Hoe ver van de bewoonde wereld kun je wonen en waar voel je je thuis? Voor de jonge schapenboer Jóhannus is het eeuwenoude dorpje Trøllanes op de Faeröereilanden met zijn 15 inwoners meer dan genoeg. “Meer heb je als mens toch niet nodig?”
Trøllanes
Alsof het nog niet erg genoeg is dat je op het uiterste puntje van een eiland woont, in het midden van een oceaan, rijzen er uit zee ook nog eens twee bergkolossen op die het gehucht verder omsingelen.

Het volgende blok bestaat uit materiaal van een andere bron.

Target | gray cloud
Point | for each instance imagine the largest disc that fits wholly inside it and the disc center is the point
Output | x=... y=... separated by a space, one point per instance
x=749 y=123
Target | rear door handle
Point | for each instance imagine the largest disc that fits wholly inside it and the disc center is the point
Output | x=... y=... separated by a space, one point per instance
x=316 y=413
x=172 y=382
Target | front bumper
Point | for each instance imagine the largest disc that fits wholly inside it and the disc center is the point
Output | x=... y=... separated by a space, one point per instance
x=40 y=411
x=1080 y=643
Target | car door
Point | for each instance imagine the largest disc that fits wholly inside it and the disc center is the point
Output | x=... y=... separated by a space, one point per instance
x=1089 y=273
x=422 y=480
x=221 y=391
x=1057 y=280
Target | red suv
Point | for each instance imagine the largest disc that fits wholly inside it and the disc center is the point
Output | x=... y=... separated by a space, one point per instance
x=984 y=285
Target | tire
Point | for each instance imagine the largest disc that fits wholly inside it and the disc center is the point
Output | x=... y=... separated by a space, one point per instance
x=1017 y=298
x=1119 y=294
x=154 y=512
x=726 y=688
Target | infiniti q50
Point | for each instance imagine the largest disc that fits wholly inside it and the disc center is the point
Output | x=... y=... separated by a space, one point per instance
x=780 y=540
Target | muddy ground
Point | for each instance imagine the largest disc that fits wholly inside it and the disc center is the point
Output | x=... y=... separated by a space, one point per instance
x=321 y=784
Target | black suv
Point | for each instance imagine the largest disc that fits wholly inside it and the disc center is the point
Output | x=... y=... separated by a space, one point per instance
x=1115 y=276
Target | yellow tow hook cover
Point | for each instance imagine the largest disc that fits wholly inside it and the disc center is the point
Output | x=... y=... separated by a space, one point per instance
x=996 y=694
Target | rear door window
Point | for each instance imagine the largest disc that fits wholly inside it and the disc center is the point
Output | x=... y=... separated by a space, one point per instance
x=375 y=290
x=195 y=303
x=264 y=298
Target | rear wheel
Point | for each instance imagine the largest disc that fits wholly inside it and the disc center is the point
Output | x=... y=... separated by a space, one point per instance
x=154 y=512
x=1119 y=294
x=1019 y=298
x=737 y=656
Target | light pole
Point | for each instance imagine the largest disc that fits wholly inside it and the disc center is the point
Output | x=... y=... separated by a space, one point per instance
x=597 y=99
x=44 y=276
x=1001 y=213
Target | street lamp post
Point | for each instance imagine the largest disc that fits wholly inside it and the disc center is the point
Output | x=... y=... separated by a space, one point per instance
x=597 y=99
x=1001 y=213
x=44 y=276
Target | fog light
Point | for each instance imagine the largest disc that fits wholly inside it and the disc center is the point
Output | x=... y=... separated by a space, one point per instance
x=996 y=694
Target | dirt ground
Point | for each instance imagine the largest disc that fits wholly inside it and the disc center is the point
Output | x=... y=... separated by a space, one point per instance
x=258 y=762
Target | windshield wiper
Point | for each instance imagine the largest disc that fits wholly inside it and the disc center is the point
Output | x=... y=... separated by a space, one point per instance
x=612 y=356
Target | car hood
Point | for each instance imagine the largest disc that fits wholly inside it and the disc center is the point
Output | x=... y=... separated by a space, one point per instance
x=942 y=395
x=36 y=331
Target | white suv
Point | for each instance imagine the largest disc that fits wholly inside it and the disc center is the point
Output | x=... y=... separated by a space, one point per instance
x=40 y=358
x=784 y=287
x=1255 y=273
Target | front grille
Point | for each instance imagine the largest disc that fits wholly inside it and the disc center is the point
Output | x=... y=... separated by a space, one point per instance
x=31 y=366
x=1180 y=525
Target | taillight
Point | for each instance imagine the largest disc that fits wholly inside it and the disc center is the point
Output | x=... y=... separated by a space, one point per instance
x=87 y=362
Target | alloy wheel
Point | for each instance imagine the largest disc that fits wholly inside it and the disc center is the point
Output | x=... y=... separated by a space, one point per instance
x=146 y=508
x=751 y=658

Ik moet ineens denken aan de IJslandse thrillerserie Trapped. In het oosten van IJsland – op een uur vliegen van waar ik nu sta – sneeuwt een dorp aan de ferryhaven in. De passagiers van de ferry en de dorpelingen zijn tot elkaar veroordeeld na een ingenieus kat en muisspel waarbij steeds nieuwe doden vallen.
Moordzuchtig
Niet dat ik denk dat de twaalf inwoners van Trøllanes moordzuchtig zijn. En sneeuw komt hier volgens Jóhannus zelden voor. En die enkele keer dát het sneeuwt, moet de politie er aan te pas komen om een kwijtgeraakte sneeuwschuiver te lokaliseren.
Nee, het is de verlatenheid die me aan de serie doet denken. Tot 1985 was Trøllanes niet bereikbaar per weg. Wie hier wilde zijn, moest over de zompige heuvels of het water.
Het huis van Jóhannus, iets links buiten het dorp, spat bloedrood op uit de baai. De kleur van de familie Kallsgarð Joensen. Ook de schuur, met de karkassen en restjes verstorven vlees van de schapen, draagt deze kleur. De twee andere gezinnen in het dorp nemen genoegen met een sober grijs of bruin.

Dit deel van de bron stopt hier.